This would give True for the following matrix, only checking for 10s in this exact position:

[[10, 0, 0, 0]
,[ 0,10, 0, 0]
,[ 0, 0,10, 0]
,[ 0, 0, 0, 0]]

Now, you could write a recursive function looking for this pattern not just in the top-left corner, but starting anywhere along the top row:

toptens :: [[Int]] -> Bool
toptens mtx = cornertens mtx || toptens (map tail mtx)

This definition won't quite work. It's a recursive function with no base case, so it's an infinite loop if the 10s aren't found, but you should be able to modify it slightly so it knows when to stop recursing. Once it's working, it should be able to find these 10s:

[[0, 10, 0, 0, 0]
,[0,  0,10, 0, 0]
,[0,  0, 0,10, 0]
,[0,  0, 0, 0, 0]]

but also not hang if the matrix is all-zeros.

Once you've got that, you should be able to write a recursive function that looks for this pattern not just anywhere along the top row, but starting in any row:

righthandtens :: [[Int]] -> Bool
righthandtens mtx = toptens mtx || righthandtens (tail mtx)

I've called tens in this orientation from top left to bottom right "right hand". Again, this needs to be modified to know when to stop, but once it's working, it'll find these 10s:

[[0,  0, 0, 0, 0]
,[0, 10, 0, 0, 0]
,[0,  0,10, 0, 0]
,[0,  0, 0,10, 0]

and any other 10s in this particular orientation.

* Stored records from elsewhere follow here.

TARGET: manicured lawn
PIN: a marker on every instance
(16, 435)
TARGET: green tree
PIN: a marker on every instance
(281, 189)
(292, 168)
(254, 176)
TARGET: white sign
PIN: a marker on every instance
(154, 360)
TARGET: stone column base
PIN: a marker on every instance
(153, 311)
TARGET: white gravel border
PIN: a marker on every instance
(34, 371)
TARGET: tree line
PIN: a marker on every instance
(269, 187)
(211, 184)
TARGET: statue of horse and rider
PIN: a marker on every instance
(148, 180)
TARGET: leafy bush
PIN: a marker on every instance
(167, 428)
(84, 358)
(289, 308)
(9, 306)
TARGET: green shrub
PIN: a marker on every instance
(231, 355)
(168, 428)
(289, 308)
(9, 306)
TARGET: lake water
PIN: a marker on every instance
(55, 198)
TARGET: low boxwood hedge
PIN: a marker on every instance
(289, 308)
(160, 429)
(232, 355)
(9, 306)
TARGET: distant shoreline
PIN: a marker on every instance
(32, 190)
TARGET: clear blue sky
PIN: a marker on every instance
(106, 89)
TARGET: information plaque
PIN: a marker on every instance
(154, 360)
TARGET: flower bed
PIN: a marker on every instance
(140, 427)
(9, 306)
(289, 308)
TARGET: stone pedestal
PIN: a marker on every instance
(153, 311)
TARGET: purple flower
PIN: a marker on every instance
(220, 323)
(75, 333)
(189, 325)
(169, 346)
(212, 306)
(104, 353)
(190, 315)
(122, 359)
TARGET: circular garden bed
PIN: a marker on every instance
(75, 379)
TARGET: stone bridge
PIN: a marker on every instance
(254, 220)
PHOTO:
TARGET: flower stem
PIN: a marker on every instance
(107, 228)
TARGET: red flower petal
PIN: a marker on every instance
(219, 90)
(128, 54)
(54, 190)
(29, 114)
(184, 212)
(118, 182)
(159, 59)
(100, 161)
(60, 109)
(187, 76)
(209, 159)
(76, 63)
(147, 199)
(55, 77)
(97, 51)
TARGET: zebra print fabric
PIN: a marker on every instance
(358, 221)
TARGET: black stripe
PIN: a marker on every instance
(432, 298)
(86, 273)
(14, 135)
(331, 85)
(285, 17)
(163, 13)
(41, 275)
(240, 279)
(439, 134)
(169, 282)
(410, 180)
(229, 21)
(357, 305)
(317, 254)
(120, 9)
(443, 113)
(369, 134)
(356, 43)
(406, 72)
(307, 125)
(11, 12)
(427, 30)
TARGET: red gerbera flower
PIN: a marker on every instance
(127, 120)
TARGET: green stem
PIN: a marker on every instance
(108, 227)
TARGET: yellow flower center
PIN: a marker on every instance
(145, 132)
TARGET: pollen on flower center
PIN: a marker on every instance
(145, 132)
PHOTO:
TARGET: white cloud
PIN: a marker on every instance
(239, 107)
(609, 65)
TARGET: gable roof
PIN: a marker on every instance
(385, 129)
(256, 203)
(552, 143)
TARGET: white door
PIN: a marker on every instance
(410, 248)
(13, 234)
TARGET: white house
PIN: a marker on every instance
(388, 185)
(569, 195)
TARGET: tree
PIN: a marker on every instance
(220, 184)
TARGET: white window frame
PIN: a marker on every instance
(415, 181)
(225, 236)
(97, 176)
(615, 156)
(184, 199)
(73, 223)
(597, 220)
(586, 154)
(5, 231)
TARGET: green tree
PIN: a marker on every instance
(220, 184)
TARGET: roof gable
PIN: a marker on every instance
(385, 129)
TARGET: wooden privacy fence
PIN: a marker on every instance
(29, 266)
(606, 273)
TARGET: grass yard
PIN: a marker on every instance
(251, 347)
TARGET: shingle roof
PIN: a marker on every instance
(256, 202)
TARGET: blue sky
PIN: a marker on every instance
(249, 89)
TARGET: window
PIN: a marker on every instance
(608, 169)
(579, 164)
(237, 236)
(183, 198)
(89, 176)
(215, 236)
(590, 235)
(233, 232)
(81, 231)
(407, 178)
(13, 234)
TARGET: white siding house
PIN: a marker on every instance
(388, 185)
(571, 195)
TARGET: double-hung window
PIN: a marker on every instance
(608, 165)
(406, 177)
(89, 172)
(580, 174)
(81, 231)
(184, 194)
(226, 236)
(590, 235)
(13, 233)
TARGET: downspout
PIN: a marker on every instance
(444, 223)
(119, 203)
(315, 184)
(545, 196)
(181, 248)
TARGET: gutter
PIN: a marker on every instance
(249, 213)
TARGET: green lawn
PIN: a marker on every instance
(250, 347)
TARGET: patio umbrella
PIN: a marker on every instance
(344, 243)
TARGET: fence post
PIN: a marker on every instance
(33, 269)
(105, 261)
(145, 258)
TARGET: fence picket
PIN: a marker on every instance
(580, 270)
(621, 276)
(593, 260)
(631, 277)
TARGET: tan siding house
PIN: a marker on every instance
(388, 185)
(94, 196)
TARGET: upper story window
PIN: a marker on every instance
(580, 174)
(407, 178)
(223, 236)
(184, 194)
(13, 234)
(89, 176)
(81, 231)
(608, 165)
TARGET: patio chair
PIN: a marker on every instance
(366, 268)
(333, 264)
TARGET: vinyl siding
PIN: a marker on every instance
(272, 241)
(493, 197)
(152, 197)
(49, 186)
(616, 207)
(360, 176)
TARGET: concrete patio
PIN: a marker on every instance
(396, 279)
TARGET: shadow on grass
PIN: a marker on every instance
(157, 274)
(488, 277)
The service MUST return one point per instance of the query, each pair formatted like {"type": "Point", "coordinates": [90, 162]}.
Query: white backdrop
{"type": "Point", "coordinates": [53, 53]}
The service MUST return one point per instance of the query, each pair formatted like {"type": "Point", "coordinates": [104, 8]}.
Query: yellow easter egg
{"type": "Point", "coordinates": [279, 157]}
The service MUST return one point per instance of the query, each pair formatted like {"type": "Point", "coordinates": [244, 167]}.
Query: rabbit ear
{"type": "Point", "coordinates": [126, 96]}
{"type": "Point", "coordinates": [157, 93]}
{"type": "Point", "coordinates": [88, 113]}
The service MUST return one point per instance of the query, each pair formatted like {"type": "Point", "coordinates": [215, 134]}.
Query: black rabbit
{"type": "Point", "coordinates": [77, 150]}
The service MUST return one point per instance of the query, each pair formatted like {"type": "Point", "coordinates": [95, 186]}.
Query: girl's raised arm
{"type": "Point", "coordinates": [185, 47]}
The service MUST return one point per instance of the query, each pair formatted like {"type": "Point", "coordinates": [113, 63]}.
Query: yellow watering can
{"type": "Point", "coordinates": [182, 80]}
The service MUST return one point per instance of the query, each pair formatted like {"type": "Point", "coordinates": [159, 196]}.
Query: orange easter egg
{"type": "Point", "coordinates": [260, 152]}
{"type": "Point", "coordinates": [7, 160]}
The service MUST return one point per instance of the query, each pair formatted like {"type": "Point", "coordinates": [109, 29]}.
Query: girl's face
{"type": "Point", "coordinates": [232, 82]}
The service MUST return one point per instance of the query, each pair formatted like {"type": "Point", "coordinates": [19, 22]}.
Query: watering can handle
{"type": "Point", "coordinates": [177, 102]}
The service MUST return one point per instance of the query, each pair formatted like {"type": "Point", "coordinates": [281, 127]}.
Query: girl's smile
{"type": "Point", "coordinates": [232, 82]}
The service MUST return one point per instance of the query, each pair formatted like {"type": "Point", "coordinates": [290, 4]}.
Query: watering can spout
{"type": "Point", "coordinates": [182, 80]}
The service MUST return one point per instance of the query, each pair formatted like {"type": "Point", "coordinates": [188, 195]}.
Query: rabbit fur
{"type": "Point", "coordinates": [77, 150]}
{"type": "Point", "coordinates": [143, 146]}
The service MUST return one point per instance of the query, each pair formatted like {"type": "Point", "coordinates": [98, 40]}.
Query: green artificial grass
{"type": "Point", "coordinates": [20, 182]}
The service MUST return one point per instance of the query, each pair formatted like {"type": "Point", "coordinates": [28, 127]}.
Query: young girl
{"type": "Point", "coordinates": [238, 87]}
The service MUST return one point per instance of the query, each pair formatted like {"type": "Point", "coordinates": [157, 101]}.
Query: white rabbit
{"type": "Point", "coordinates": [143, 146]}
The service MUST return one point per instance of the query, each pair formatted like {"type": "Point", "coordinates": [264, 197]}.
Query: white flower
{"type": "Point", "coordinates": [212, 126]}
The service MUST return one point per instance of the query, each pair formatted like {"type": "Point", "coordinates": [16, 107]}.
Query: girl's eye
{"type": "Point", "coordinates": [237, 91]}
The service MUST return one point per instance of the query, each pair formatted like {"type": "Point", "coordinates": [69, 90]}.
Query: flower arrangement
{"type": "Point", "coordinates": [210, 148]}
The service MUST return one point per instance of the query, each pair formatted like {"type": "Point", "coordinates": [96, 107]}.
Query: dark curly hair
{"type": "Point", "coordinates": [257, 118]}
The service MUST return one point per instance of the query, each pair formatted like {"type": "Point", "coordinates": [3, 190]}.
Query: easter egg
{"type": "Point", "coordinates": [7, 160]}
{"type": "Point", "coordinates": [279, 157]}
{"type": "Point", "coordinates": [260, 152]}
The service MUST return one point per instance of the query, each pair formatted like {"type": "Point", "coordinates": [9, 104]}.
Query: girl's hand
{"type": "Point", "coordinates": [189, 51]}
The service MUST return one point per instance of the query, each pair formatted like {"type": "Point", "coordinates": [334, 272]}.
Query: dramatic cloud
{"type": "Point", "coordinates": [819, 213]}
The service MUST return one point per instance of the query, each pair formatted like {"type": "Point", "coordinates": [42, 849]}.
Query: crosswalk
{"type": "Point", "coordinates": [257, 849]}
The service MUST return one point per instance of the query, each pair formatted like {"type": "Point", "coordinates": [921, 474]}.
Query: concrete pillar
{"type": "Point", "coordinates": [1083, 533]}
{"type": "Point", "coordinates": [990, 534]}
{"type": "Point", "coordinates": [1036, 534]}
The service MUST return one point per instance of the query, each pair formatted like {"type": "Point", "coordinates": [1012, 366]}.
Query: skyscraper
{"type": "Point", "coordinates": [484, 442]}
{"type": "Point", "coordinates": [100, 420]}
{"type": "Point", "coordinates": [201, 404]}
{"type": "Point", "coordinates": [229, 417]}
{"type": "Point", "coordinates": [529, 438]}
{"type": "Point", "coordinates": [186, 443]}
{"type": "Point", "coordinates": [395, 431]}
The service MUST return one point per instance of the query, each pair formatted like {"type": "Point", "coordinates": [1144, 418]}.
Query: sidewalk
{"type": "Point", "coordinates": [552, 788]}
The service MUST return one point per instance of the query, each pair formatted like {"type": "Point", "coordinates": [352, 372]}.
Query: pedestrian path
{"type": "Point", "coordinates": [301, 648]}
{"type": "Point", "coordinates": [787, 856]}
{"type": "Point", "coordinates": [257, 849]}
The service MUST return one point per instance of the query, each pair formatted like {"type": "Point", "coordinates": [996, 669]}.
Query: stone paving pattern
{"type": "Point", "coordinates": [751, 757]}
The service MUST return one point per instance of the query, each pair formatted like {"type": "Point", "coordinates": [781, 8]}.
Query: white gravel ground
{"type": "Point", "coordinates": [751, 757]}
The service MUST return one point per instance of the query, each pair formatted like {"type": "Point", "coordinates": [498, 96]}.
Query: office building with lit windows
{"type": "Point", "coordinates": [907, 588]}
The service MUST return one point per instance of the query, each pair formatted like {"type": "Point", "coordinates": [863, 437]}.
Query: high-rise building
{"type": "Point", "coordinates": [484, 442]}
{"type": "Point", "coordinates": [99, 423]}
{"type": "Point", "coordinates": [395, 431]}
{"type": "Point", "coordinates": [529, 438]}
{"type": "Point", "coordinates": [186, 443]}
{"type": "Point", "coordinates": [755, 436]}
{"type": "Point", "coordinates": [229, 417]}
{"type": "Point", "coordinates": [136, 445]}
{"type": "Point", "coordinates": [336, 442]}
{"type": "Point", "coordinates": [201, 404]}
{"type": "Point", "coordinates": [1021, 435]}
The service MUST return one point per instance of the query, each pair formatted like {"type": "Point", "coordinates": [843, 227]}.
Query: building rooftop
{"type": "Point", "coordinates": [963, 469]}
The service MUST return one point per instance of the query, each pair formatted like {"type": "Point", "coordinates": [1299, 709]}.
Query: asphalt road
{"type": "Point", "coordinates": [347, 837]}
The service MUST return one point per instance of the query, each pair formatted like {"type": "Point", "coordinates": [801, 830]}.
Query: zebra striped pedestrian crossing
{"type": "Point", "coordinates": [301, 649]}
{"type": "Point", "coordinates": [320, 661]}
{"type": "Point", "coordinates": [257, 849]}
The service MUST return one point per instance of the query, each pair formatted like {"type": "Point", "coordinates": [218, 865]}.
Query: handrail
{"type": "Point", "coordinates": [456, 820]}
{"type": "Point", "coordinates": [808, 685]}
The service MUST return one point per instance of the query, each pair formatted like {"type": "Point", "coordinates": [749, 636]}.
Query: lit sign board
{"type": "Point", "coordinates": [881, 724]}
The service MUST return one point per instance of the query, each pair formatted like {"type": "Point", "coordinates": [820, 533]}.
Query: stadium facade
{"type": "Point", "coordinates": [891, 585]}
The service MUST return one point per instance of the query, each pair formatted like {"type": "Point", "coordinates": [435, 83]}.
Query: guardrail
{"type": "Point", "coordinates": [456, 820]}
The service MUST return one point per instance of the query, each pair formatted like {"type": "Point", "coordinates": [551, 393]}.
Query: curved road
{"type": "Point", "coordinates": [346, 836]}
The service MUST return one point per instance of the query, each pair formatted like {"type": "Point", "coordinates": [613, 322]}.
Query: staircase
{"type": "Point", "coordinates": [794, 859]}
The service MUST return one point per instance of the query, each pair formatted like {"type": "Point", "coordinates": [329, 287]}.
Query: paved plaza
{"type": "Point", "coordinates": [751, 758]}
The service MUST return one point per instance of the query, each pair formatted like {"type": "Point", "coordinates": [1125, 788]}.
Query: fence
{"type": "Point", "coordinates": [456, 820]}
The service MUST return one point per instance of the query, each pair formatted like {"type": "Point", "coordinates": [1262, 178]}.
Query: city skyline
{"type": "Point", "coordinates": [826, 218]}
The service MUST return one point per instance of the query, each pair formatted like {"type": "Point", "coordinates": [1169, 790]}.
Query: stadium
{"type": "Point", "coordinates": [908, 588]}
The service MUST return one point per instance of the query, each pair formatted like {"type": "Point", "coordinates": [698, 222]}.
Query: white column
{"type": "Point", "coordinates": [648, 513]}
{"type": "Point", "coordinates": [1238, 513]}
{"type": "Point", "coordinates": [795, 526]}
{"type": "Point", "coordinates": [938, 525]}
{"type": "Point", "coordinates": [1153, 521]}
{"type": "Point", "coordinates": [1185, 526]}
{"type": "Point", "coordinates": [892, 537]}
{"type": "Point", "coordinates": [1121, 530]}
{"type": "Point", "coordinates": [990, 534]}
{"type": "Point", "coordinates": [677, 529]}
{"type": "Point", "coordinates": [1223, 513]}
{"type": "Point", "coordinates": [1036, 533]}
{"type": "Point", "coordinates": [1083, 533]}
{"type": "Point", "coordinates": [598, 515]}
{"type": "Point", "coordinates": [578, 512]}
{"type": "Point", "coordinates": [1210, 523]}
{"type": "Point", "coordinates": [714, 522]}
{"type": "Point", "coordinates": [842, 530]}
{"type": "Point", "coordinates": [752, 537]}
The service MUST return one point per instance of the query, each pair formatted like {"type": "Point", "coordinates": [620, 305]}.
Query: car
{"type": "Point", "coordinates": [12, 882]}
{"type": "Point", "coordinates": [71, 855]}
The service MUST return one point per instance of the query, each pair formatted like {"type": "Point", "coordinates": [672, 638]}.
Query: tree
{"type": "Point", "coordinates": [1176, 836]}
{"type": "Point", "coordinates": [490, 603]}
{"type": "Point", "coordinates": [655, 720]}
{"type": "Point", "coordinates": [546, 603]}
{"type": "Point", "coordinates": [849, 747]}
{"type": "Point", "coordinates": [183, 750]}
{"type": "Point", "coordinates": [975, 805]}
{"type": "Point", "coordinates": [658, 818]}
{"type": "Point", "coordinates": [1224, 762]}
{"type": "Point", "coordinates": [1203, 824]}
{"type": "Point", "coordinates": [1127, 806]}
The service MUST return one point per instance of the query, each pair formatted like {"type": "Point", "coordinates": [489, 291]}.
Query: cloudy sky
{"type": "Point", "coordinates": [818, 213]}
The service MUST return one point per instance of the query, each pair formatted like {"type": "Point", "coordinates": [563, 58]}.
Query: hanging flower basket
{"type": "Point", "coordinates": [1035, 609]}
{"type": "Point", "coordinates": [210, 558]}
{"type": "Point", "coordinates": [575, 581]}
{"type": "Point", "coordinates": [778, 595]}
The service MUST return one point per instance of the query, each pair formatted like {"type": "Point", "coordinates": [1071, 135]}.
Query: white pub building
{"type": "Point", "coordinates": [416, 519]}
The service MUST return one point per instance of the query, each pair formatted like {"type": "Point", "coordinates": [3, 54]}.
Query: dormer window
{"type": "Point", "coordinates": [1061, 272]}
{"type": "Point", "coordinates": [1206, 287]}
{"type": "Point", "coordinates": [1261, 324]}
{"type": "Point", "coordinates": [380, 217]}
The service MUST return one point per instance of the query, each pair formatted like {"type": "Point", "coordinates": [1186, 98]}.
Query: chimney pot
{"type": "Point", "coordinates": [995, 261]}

If you have a matrix with 10s in the other orientation:

[[0,  0, 10, 0]
,[0, 10,  0, 0]
,[10, 0,  0, 0]]

you can reverse its rows:

[[10, 0,  0, 0]
,[0, 10,  0, 0]
,[0,  0, 10, 0]]

to change the orientation letting you find it with righthandtens. This lets you define:

anytens mtx = righthandtens mtx || righthandtens (reverse mtx)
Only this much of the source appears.